Seq2seq raining- why is (len) timesteps used with nn.GRU?

I’m going through the very useful tutorial by PyTorch on Seq2Seq training.

Given that nn.GRU takes in input of shape (seq_len, batch, input_size), why does the encoder have N (seq_len) number of timesteps during training?

    for ei in range(input_length):
        encoder_output, encoder_hidden = encoder(
            input_tensor[ei], encoder_hidden)
        encoder_outputs[ei] = encoder_output[0, 0]

From the docs GRU can take in a batch input of the above shape, shouldn’t it work without a N timesteps?
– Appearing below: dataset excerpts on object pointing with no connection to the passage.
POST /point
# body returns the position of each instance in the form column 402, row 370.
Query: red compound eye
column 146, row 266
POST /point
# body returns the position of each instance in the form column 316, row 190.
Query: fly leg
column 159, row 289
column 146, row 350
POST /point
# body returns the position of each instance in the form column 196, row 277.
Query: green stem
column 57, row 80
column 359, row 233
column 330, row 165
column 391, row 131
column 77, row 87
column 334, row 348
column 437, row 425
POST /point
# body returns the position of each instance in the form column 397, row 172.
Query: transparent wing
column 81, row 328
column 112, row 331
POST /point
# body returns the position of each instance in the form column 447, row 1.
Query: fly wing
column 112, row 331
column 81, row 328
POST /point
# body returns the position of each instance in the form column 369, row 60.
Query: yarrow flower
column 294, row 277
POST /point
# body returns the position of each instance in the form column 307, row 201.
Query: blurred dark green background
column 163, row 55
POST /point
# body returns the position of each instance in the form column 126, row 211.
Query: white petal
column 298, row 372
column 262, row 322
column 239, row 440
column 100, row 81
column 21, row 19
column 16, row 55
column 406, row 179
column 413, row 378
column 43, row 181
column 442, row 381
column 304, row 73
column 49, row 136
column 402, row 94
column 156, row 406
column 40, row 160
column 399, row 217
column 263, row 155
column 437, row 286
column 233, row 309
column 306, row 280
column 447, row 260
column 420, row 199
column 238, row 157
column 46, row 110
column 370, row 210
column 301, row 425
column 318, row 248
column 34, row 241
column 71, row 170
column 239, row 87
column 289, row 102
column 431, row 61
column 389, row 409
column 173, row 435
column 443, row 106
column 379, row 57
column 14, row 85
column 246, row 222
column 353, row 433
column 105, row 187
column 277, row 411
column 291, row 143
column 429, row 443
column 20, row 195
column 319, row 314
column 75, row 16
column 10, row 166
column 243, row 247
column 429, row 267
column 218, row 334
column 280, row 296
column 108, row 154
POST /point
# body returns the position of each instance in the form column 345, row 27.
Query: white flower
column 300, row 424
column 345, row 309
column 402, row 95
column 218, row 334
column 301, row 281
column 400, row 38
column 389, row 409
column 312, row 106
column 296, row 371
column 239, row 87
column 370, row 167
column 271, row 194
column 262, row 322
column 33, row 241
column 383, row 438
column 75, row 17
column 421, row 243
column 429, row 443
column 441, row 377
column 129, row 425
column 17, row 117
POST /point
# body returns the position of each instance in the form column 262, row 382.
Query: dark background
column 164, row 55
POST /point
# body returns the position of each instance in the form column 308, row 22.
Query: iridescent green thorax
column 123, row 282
encoder_output, encoder_hidden = encoder(
            input_tensor)

Doesn’t calling GRU(input) take care of all the timesteps? If it was one just GRU cell (nn.GRUCell) then I can sort of undertsand why the above method is used, but it’s using a GRU layer instead

Hm, I also do not think that the loop for the encoder here is necessary (and probably would wouldn’t work correctly in case the GRU layer would be bidirectional). I would almost argue that this loop wasn’t in the first version of the tutorial since I used it as baseline for my own code, and I give the whole sequence at once to the GRU layer.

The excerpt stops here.